Last updated 18 hours ago

Version 0.4.0

  1. Support map by pandas and arrow functions

  2. Added new flag to silence alert for a job -

    spark.dataflint.alert.disabled
    Which accepts a column seperated list of alerts such as:
    smallTasks,idleCoresTooHigh
    
  3. Added short recommendation on top of alert

  4. Updated DataFlint logo

  5. Support better stage identifications for varios readers

  6. Shows stage failures with an orange V on sql node and list of complete stage failures

Version 0.3.2

  1. New alerts - cross joins, change join to broadcast, large partition size

  2. Better support for cross joins

  3. Additional metrics for joins and shuffles

Version 0.3.1

  1. Support Distinct, skewed join, coalesce nodes

  2. Sorting by default by duration on history server mode

  3. Filter sql's without any job/stage automatically, add a switch to show them.

  4. Add rows filtered percentage for filter and distinct sql nodes

Version 0.3.0

  1. Support for window functions

  2. Better support for databricks

  3. Detecting resource configuration better in configuration tab

  4. Bug and UI fixes

Version 0.2.7

  1. DataFusion Comet support

  2. bug fixes

Version 0.2.6

  1. Nvidia RAPIDS for Spark support

  2. bug fixes

Version 0.2.5

  1. Bug Fixes

Version 0.2.4

  1. New visibility & alerts - Driver's memory

  2. Updated README

  3. Bug Fixes

Version 0.2.3

  1. Driver memory monitoring & alert

  2. Updated readme

  3. Bug fixes

Version 0.2.3

  1. New alert - Large data Broadcast, for requesting to broadcast large data sets with the broadcast() function

  2. New alert - Large filter conditions, for wiring long filter conditions instead of using join logic

  3. UI Improvements

Version 0.2.2

  1. Support spark versions 2.4 logs in history server with version later than 3.2 Limited feature-set is available due to events having less data than spark 3.0 and up

Version 0.2.1

  1. Better Databricks stage to node support

  2. Support spark.dataflint.runId in custom history server providers when appId is not the spark appId

Version 0.2.0

  1. Better support for Databricks Photon plans

  2. Input nodes shows partitions filters and push down filters

  3. Stage Breakdown - press the blue down arrow on sql node to see stage information

Version 0.1.7

  1. Apache Iceberg alerts improvements

  2. Add avg file size in read/write

  3. More information when hovering on stage

Version 0.1.6

  1. Apache Iceberg support

    1. Better node naming

    2. Read metrics and reading small files alerts

    3. Write metrics and overwriting most of table alerts

      1. Require enabling iceberg metric reporter, can be done for you by enabling spark.dataflint.iceberg.autoCatalogDiscovery to true, or setting the iceberg metric reporter manually for each catalog, for example:

        spark.sql.catalog.[catalog name].metrics-reporter-impl org.apache.spark.dataflint.iceberg.DataflintIcebergMetricsReporter

Version 0.1.5

  1. Add support for history server with cluster-mode jobs (i.e. with attempt numbet)

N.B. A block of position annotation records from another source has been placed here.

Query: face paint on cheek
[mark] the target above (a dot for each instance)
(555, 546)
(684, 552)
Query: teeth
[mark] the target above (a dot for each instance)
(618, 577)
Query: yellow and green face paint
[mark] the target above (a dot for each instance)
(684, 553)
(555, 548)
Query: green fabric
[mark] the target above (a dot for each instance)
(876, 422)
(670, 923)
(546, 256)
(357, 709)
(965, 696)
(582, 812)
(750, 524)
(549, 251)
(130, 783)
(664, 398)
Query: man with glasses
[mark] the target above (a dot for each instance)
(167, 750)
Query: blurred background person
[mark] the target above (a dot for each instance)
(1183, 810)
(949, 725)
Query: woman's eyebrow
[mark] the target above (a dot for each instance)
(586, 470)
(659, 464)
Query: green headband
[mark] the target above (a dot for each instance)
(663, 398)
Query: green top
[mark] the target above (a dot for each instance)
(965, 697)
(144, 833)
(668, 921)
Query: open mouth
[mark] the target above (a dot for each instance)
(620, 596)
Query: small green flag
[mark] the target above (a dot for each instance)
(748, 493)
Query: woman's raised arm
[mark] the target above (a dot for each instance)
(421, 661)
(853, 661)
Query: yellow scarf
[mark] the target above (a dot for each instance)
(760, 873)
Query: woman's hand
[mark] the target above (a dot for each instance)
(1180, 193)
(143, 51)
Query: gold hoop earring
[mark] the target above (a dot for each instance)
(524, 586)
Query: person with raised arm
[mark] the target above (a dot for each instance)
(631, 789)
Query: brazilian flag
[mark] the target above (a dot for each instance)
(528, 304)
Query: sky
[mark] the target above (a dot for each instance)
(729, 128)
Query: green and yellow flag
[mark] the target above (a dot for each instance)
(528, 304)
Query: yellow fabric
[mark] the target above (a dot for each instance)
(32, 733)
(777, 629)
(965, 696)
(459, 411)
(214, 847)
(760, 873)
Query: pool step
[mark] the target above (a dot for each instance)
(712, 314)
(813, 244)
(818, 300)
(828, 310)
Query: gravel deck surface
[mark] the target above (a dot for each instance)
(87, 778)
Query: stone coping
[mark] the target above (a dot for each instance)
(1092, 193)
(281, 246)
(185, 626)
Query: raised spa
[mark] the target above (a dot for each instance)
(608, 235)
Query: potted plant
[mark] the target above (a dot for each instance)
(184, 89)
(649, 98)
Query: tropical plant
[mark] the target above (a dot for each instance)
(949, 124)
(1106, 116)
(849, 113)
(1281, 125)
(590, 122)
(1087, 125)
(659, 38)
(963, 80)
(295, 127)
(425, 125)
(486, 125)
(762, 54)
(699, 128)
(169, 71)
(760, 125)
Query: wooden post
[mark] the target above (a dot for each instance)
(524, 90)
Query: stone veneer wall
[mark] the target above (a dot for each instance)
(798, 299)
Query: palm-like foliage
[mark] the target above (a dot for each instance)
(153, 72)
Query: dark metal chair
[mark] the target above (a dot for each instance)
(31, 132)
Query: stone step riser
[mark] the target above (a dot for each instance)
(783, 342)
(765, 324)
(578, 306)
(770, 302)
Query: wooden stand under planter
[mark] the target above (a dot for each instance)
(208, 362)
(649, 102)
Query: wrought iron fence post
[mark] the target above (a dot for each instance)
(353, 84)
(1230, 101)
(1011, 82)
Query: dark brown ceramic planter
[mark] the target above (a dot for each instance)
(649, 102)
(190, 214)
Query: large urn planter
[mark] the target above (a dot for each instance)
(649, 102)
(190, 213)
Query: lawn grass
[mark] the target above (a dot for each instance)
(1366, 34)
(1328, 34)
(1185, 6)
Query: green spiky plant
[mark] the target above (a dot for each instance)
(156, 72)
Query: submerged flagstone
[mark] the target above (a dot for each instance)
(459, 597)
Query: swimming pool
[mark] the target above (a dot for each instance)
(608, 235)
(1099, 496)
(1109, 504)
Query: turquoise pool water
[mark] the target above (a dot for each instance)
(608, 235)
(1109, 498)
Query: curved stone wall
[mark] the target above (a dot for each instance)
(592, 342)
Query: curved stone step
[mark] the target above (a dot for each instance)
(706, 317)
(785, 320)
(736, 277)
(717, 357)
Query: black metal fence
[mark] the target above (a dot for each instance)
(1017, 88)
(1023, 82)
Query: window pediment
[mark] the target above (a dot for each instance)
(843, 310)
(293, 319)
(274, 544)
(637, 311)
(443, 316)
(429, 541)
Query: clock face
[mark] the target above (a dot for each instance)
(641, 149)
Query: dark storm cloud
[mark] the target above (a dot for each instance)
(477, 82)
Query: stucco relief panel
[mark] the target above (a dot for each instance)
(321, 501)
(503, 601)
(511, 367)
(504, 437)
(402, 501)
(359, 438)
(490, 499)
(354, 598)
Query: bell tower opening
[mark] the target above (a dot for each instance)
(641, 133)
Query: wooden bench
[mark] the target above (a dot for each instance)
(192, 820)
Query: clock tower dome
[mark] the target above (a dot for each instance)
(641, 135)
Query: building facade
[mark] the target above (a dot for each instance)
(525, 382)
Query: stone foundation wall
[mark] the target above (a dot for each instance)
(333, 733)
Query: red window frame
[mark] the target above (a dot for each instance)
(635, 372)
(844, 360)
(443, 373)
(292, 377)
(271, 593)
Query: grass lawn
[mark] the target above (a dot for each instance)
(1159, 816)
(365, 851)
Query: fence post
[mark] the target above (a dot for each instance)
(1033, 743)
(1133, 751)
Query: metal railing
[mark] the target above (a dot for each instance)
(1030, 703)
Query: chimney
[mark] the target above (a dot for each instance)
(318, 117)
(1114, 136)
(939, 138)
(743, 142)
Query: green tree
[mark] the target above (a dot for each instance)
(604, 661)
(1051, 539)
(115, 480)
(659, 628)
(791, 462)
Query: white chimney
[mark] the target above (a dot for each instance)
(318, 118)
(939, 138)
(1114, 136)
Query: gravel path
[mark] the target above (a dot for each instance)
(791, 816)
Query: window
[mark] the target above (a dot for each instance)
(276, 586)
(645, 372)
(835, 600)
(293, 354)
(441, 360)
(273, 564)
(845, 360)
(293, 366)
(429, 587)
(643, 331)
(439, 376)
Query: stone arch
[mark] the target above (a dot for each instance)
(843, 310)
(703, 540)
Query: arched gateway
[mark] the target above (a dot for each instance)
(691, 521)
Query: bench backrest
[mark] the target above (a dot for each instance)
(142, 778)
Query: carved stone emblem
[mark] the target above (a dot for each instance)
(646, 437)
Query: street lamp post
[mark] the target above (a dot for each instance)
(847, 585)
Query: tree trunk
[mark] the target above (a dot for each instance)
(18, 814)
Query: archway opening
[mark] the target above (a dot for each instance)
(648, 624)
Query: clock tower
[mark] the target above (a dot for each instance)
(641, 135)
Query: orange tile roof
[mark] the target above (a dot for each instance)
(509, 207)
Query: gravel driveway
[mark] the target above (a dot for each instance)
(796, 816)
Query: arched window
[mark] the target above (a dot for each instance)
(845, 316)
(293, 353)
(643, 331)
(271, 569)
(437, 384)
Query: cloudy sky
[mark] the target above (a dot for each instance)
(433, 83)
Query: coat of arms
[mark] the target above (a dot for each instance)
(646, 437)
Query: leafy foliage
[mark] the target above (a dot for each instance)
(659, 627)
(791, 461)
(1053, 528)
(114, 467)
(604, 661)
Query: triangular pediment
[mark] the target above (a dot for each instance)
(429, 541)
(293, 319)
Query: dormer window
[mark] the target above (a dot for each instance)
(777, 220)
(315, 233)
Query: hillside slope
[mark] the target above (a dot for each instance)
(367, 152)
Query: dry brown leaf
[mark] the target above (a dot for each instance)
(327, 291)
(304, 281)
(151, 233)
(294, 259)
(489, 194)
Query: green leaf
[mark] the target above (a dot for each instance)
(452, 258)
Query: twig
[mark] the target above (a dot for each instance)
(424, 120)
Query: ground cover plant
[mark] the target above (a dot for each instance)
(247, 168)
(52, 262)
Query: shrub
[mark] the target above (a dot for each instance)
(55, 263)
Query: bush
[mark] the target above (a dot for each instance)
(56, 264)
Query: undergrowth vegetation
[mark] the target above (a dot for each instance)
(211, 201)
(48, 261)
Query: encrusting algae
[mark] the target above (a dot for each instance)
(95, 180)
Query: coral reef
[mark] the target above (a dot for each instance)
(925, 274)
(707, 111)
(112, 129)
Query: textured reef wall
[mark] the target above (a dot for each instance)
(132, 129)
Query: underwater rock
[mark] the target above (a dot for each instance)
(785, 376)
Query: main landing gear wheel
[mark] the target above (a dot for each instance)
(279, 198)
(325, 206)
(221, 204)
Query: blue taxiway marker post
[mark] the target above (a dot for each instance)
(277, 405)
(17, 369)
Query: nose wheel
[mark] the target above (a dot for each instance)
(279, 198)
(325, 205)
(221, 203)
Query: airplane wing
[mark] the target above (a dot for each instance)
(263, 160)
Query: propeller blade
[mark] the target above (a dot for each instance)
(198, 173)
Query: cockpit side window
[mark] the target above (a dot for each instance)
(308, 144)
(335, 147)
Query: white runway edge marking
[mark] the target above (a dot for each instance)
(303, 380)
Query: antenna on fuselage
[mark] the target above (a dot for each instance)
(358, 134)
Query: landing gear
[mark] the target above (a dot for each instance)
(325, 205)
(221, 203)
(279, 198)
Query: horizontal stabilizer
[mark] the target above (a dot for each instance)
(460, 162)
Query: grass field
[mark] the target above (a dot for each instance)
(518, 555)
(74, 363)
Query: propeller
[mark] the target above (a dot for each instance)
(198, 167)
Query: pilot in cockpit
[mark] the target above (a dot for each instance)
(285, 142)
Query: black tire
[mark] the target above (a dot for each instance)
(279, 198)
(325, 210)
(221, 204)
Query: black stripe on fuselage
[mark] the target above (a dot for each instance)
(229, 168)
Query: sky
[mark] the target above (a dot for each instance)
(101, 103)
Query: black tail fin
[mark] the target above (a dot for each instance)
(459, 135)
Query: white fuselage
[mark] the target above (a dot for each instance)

  2. Fix "wasted cores" calculation

  3. Fix status tab SQL is flickering when there is SQL with sub queriers

Version 0.1.4

Fix scala 2.13 support

Version 0.1.3

  1. DataFlint SaaS support

  2. partition Skew Alert:

Version 0.1.2

  1. Scala 2.13 support

  2. A spark flag to disable web app mixpanel telemetries - spark.dataflint.telemetry.enabled(true/false)

  3. Renamed Core Activity Rate to Wasted Cores Ratio (which is 100 - Core Activity Rate), and added an alert for wasted cores too high

Version 0.1.1

  1. Resources tab - see a graph of your cluster executors count over time, use it to tune your resource allocation settings and save cost!

  2. Minor visual fixes

DataFlint Resource Tab:

Version 0.1.0

  1. Small fix to platform identification

Version 0.0.8

  1. Databricks support

  2. Visual improvements

  3. public release

Version 0.0.7

Heat map

Version 0.0.6

Flint Assistant, require OpenAI Key

Version 0.0.5

Syntax highlighting for SQL plan parts

Calculating container memory usage and using it for GB memory/hour calculations

Version 0.0.4

  1. Minor fix relates to spark operator and nginx

Version 0.0.3

SQL plan modes

IO only, shows only input, joins and output:

Basic mode (default), shows also transformations like filters, aggregations and selects:

Advances, shows repartitions, broadcasts and sorts

Also there is plans informations for:

  1. Joins

  2. Sorts

  3. Selects

  4. Repartitions

Version 0.0.2

DBU calculation instead of core/hour in summary bar

Add memory config to configuration tab

Filter Nodes has condition:

Advanced mode for SQL plan, that also presents shuffle nodes

Additional changes

  1. Support both http and https access with enabling mix-content only on https mode

  2. Support for spark 3.5.X

Version 0.0.1

Initial version, includes:

  1. Status page

  2. Summary page

  3. Configuration Page

  4. Alerts page

New alert - large number of small tasks (see )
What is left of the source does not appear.